Basically it comes down to money, do you beef up the system to support doubling the cameras or do you pay more for software that is more efficient and doesn't require a new PC? That was my dilemma and I deemed the cost of software was permanent meaning I own the license forever and can be put on any hardware but hardware has a life, so I chose software as the better investment. Figure better software like Milestone XProtect Essential for 8 cameras will set you back $390, new i7 PC, likely more.

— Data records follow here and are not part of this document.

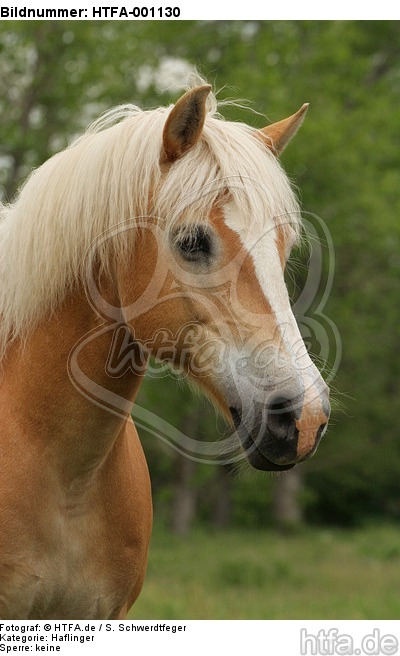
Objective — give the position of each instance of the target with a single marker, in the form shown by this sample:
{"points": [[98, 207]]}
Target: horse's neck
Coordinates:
{"points": [[48, 410]]}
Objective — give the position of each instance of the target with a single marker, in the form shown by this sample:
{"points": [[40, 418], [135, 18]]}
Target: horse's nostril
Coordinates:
{"points": [[281, 420]]}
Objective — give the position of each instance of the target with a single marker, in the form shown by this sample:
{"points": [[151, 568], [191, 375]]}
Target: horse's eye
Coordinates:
{"points": [[195, 246]]}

And don't get me wrong, I like BlueIris, but the total cost of ownership was not in favor of it. To give you an idea, I'm running a very old Intel i3-540 and with 10 cameras, all at full frame rate (why compromise) and most at 3MP and I have plenty of room for growth.

But that does not mean BlueIris is throwaway. As Mike can attest, having the cool weather overlays and such makes for a great webcam and the software is cheap if it was only used for that purpose. That's how I use it on one project, again, very low CPU for that use case.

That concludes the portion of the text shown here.